Il topolino partorirà una montagna?

Dopo la prima dello spettacolo Sul concetto di volto nel figlio di Dio, di Romeo Castellucci, nella platea del Franco Parenti si sono susseguiti interventi di alto profilo: la distruzione del volto, topos fondamentale dell’iconografia occidentale; l’interrogativo sul silenzio di Dio ad Auschwitz; il peccato di Giobbe; la differenza fra il concetto di “figlio di Dio e “figlio dell’uomo”; ma anche evocazioni di esperienze personali, dolorosamente consonanti con quanto si era visto sulla scena.

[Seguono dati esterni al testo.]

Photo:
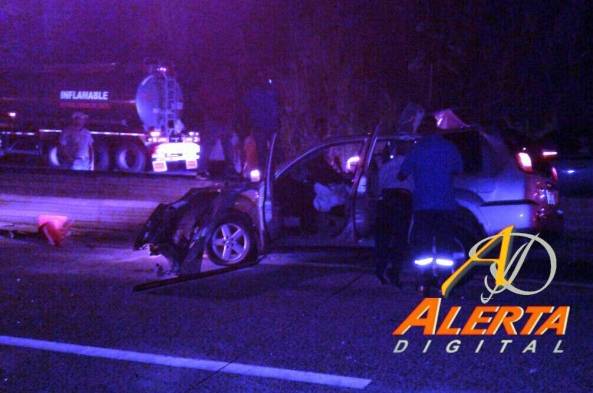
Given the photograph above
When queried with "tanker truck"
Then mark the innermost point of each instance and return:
(134, 114)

Ma a nessuno, laico, religioso, credente, agnostico che fosse, riusciva di individuare quell’offesa ai valori cristiani, oggetto da giorni di confuse polemiche, interpellanze, allarmate prese di posizione. Tuttavia, proprio a causa di queste, il tratto di via Pier Lombardo ove il teatro è ubicato era stato bloccato dalla polizia e dai carabinieri che, in tenuta antisommossa, consentivano l’accesso solo a chi esibisse il biglietto d’ingresso. Mentre in piazza Libia, poco distante, un prete lefebvriano celebrava una messa di riparazione e un gruppo di devote (per l’occasione, sostengono i maligni, cammellate dal Veneto,) snocciolavano rosari.

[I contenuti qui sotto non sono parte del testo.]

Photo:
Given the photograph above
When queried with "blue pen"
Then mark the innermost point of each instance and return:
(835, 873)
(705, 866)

Una situazione quasi surreale che, sommata alla canea orchestrata da minoranze integraliste, da gruppi politici proclamatisi – non si sa a quale titolo – paladini dei valori cristiani, e alle minacce scopertamente antisemite rivolte ad Andrée Ruth Shammah, direttore artistico del Franco Parenti, dava il segno inquietante di un’eclisse di valori civili fondamentali e – qui sì – di una profonda offesa alla dignità, non solo di una benemerita istituzione teatrale, ma anche alle tradizioni illuministiche di Milano.

Tutto ciò rende difficile esprimere sullo spettacolo un parere critico sereno, cui tuttavia, non mi voglio sottrarre.
Confesso che non mi trovo sempre in sintonia con le scelte della compagnia “Raffaello Sanzio”. Mi sono spesso domandato come il gruppo che ha creato Buchettino (una delle cose teatrali più belle destinate all’infanzia, una sinfonia di suoni e rumori, riproposta di recente da Radio3), sia lo stesso che ha esposto sul palcoscenico di un suo spettacolo, nel ’98, una ragazza anoressica, morta alla vigilia di una replica. Sono provocazioni che lascerei a Oliviero Toscani.

Romeo Castellucci afferma che lo spettacolo è una riflessione sul quarto comandamento: “Onora il padre e la madre”. Ma a me è venuta in mente un’altra, diversamente suggestiva, commovente immagine di amore filiale: l’icona della Carità romana, ripresa da decine e decine di pittori (una donna che nutre col latte del suo seno il padre, imprigionato e condannato a morire di fame).

L’impatto emotivo dello spettacolo è forte, ma non mi sembra aggiungere nulla a quanto tanti di noi hanno elaborato, dolorosamente, di fronte al degrado fisico di una persona cara, allo sfaldamento della sua identità, alla distruzione della sua dignità; che sono poi segni premonitori della nostra propria morte. Né riesco a cogliere, malgrado l’incombente, quasi ipnotica immagine del Salvator Mundi di Antonello da Messina sul fondale, una convincente istanza religiosa, che il finale ad effetto declama, ma non incarna; né una catarsi che elevi il contingente (i reiterati scarichi di dissenteria) ad una dimensione universale. Poco comprensibile poi, sul piano stilistico, il virare dell’esasperato iperrealismo, perseguito ossessivamente in tempo reale nei primi quaranta minuti, nel gesto, puramente simbolico, con cui l’anziano lorda volontariamente il suo letto, versandovi da una tanica un liquido marrone.

Al di là delle intenzioni puntigliosamente dichiarate da Castellucci, il lavoro non mi sembra riuscito. Ma l’occasione ha fatto sì che l’intellighenzia milanese, che da troppo tempo appariva quasi rassegnata all’arroganza, alla manipolazione da parte del potere, si riunisse in un teatro, luogo deputato a dar voce a idee e passioni, per affermare, forte e chiaro, alcuni principi di civiltà.
Sarebbe bello, se ciò segnasse l’inizio di una nuova stagione.